Fate, however, didn’t own the whole blame for what had happened to Andy. She’d been thumbing her nose at it for years. At least Jazz didn’t have one finger on a self-destruct button. If she needed the job in McCall—if it meant that much to her—then she should take it. They’d find a way to work around it if she did.

He’d talk to her about it after dinner.

*

His mother hadplanned a small barbecue at the ranch.

Dallas had talked Ryan into trying out a virtual reality studio in Forsyth, a neighboring town. After dinner, his parents were off to visit friends for a movie. That would leave Dan with Jazz all to himself, something he really needed.

Except Jazz never showed up. Something had to be wrong because this wasn’t like her. The two text messages he sent went unanswered. An hour went by.

“Go ahead and eat or you’ll miss your movie,” he said to his parents. “I’ll drive out to the base and see what’s keeping her.”

Fifteen minutes later he limped onto the base, cursing the crutches as he fought his way through the heavy exterior door. Inside, he followed the voices. He found six people crowded into the small briefing room. Jazz was hunched over the radio in a world all her own.

Brody, who’d run the obstacle course with him, turned when he entered the room.

“What’s going on?” Dan asked him, although by the grim looks on everyone’s faces, it wasn’t anything good.

“The grassfire in the Swan Range blew up,” Brody said. “Larry is missing.”

Larry was the youngest and most inexperienced of the smokejumpers on Jazz’s team. He and one other man had been dropped onto the western facing slope. Larry then radioed a warning that the wind was unacceptable and not to drop anyone else. He and the smokejumper from Missoula would clear a strip of land and start a controlled burn above the fire line. Unfortunately, the same wind that made it impossible to drop the rest of the team also caused a significant rise in burn conditions. Within twenty-five minutes, the flames were fifteen feet high and traveling upwards at a rate of more than twenty miles per hour. The last message from Larry said that he and his teammate were going to cut downward diagonally on the east side of the fire, according to plan.

“Why didn’t anyone call me?” Dan asked.

“Because you’re on sick leave, Sheriff. Eli called your office instead.”

Jazz started to say something to Eli, standing behind her and peering over her shoulder, and spotted Dan at the back of the room. She signaled for Eli to take her place and pushed through the gathered men to meet Dan by the door. The white script on her beige tank top saidBorn to Jump. She wore matching yoga pants and white canvas flats. Shadowed, anxious blue eyes burdened her delicate face.

Dan followed her out of the briefing room and into the hangar where they could talk in private without disturbing the others. The door shut behind them. Bright light glared from the rafters.

“I’m so sorry. I forgot all about dinner,” she said.

He brushed that aside since it was no longer important. He knew exactly how helpless she had to be feeling right now. He’d gone through a similar range of emotions the day he’d been shot and realized his deputy was driving straight into danger.

“How long have the men been missing?” he asked.

“Two hours now. I’m second-guessing myself,” she confessed.
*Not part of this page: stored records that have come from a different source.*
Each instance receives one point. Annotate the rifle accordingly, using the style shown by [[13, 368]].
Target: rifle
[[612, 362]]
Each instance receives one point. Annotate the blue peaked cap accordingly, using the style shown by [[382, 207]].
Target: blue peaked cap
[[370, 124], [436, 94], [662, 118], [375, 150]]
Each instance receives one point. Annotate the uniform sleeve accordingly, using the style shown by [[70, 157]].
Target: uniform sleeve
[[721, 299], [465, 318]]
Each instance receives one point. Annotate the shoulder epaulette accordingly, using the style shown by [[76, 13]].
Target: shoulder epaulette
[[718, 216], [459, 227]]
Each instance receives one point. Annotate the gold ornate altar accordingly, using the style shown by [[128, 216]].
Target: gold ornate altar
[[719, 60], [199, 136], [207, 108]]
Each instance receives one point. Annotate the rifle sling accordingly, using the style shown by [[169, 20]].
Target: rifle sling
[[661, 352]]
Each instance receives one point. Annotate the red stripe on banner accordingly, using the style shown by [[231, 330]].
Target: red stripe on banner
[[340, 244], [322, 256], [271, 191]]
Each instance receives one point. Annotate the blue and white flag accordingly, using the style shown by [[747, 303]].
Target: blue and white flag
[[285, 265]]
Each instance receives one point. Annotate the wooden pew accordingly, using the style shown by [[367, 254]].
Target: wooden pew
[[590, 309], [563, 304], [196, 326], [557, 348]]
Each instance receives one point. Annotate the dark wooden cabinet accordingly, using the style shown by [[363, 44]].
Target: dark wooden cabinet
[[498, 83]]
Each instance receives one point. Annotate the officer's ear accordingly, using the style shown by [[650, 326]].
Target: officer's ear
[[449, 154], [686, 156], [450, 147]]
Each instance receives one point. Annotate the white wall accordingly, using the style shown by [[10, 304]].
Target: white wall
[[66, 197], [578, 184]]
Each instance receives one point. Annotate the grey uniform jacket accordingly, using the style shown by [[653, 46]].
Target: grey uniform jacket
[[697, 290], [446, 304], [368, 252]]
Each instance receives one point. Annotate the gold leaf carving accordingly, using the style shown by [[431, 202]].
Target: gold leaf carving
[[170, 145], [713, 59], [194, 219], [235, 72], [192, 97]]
She jiggled one leg, unable to stand still. “The time of day was all wrong. Most blowups happen before five o’clock. That’s why they were dropped in just after five. We last heard from them at five thirty. The operations plan I drafted called for them to get below the fire line and head downhill if it blew up, but it happened so fast. With the wall moving at that speed, there’d be no time for them to reconsider their options. If I made an error, or they were too slow abandoning plan A, they could be dead.”
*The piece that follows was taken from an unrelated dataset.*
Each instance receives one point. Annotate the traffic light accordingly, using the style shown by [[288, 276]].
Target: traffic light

He wished he could hold her and tell her everything would be okay, but she knew the risks far better than he did. “They must have thought the original plan was a good one because they had to agree to it. No one can predict the wind. You’ve got to trust them, Jazz. They know their jobs or they wouldn’t be where they are.”

“Right now, I have to decide when to let Larry’s parents know he’s missing,” she said.

He knew how hard that was, too. But it was her job to make the decision, not his. “Are you asking for my advice or are you thinking out loud?”

“Thinking out loud.” Her leg continued to jiggle. “I’ll wait two more hours. Missoula initially said they wouldn’t send firefighters onto the slope after dark, but once the drop in temperature slows the fire down, they said they’re sending volunteers with night vision goggles in to check on their last known position.”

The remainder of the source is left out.